Освобождение крестьян, ожидаемое бурно, нетерпеливо, обернулось кровью. Все было не так. Положение оказалось тяжелым, несправедливым, безрадостным. Оскорбленный народ негодовал, противился, угрожал вот-вот взяться за оружие.
Так думали молодые люди, окружавшие Аргиропуло и Заичневского, и пока никто не мешал им так думать. Освобождение русской общественной мысли от ценсурных колодок сделалось их целью. Необходима была правильная собственная типография — чтобы не зависеть от случайных московских литографов.
Тайна затеваемой вольной типографии была не так уж и глубока, переговоры начались, однако перенесены были на осень, поскольку наступили вакации.
Двадцать первого мая Петр Заичневский выехал из Москвы к себе в Орел. Аргиропуло остался в Москве.
Главное, что занимало разъехавшихся студентов, была неудавшаяся крестьянская реформа. Говорили, министр внутренних дел докладывал царю о крестьянских волнениях и было тех волнений, по слухам, кроме Безднинского, множество и что в иных местах взвивался над мужиками красный флаг социализма.
Московский обер-полицмейстер — московскому генерал-губернатору:
«Получено мною сведение, что выехавший на днях отсюда Орловской губернии, Орловского уезда, в имение своего отца помещика Заичневского, студент здешнего университета Петр Григорьев Заичневский намерен распространять мнение в народе, и первее всего в именин своего отца, что вся земля помещиков принадлежит бывшим их крестьянам, вышедшим из крепостной зависимости».

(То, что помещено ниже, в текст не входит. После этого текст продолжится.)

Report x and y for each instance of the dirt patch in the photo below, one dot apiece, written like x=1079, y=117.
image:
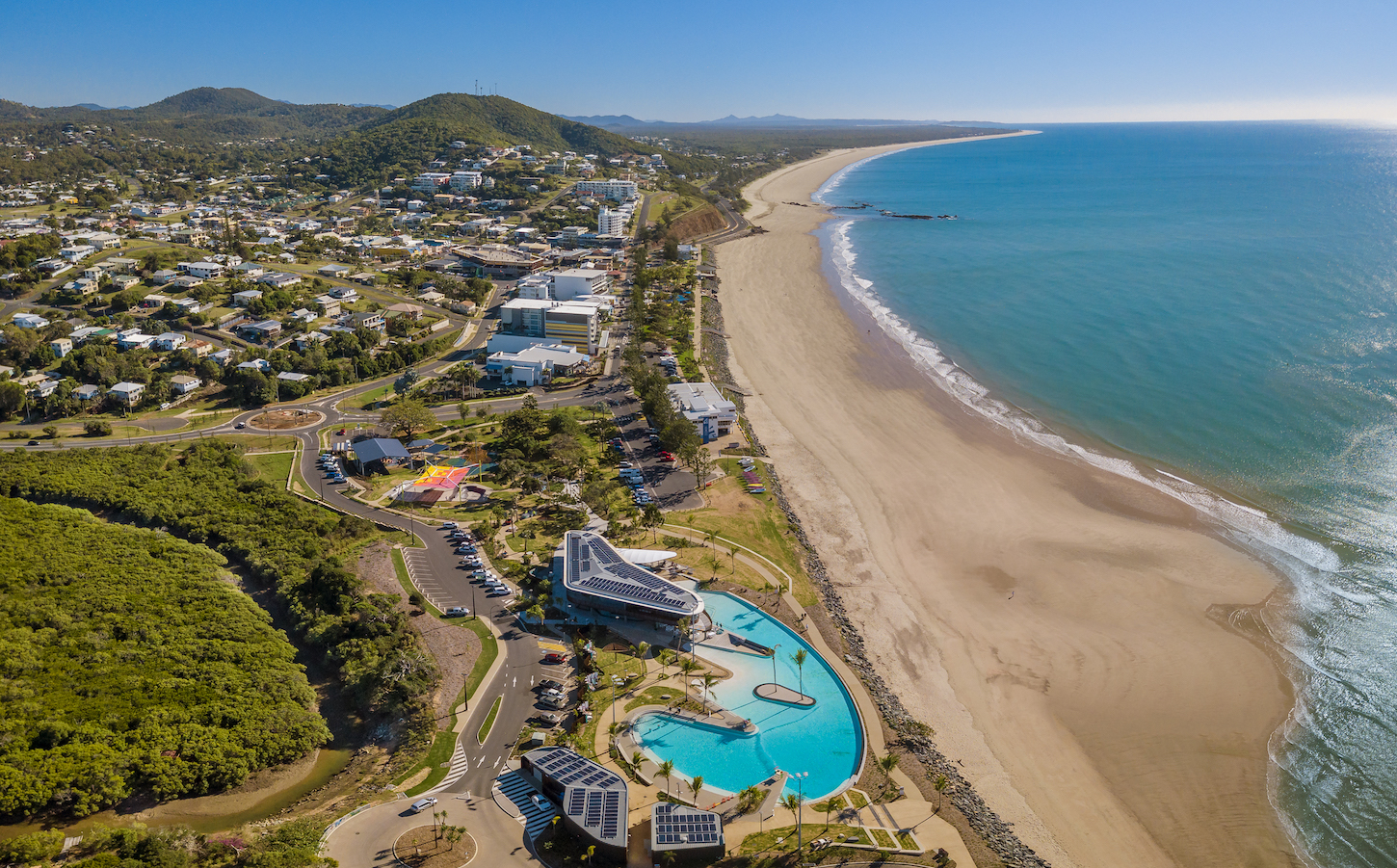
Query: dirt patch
x=452, y=646
x=285, y=419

Лошади скакали бодро (четверка цугом) по накатанному тракту, пассажиры в колымаге разговаривали как старые знакомцы, что случается только в пути — здрасьте, не желаете ли с краю, так вам будет удобнее, прекрасная погода, не правда ли? Никто не знал ничьих имен, обходились «сударем» и «сударыней». Петр Заичневский в красной косоворотке, в брезентовом пыльнике, в высоком картузе похож был на степного помещика. Молодость (редкий пушок вокруг толстоватых губ) подчеркивала, что помещик сей только что обрел наследство, однако приучен к хозяйству сызмальства. Должно быть, ездил в Москву, выбравшись из дальней своей глубины по делам. Сидел он спиною к кучеру рядом с молодым военным, прямым, как аршин (даже подпрыгивал на ухабах, как деревянный).
Старик в седых бакенбардах а ля государь, рядом две дамы — постарше и помоложе, должно быть жена и дочь, спросил Заичневского, прокашлявшись:
— Большим ли имением изволите владеть?.. Пардон, из-во-ли-ли…
В этом по слогам сказанном слове было достаточно язвительности, чтобы уразуметь отношение старика к крестьянской реформе. Заичневский рассмеялся!
— Никаким! Все мужикам отдал!
— Да-с? — помрачнел старик. — То-то я смотрю, на вас красная рубаха…
Девица отвернулась, Заичневский заметил румянец под дорожным капором и скрытую улыбку уголка рта. Он уже привыкал к разговорам отцов взрослых дочерей, невест, и это вызывало в нем самозащитительного веселья более, чем требовали приличия. Военный еще за Серпуховской заставой сказался женатым, старик потерял к нему интерес.
— А вы, сударыня, — спросил девицу Заичневский, — какого мнения об освободительном манифесте?
Девица вспыхнула ярче, не ответила, старик же сказал:
— Покудова особа эта — в родительской воле… И воспитана, знаете ли, в старых порядках…
— Ну да это ведь — как случится!
— Что-с? Как это — случится?
— Да так! Россия становится на новый путь, а ваша дочь достаточно молода, чтоб и на ее долю выпали новшества! Не так ли, сударыня?
Девица наконец повернулась, посмотрела на Заичневского печально, несколько напуганно, но превозмогла себя, краснея болезненно:
— Не знаю, что вы имеете в виду…
Колымага взобралась на бугор, откуда виделся ужо город Подольск, кресты золотились солнцем. Заезжий двор расположился тотчас за бугром, лошади остановились привычно. Можно было прогуляться. Заичневский соскочил на мягкую землю, на чистую майскую травку.
Внизу, в полуверсте, вокруг невысокого строения толпились мужики. Толпы такие теперь были привычны — должно быть, собрались слушать посредников.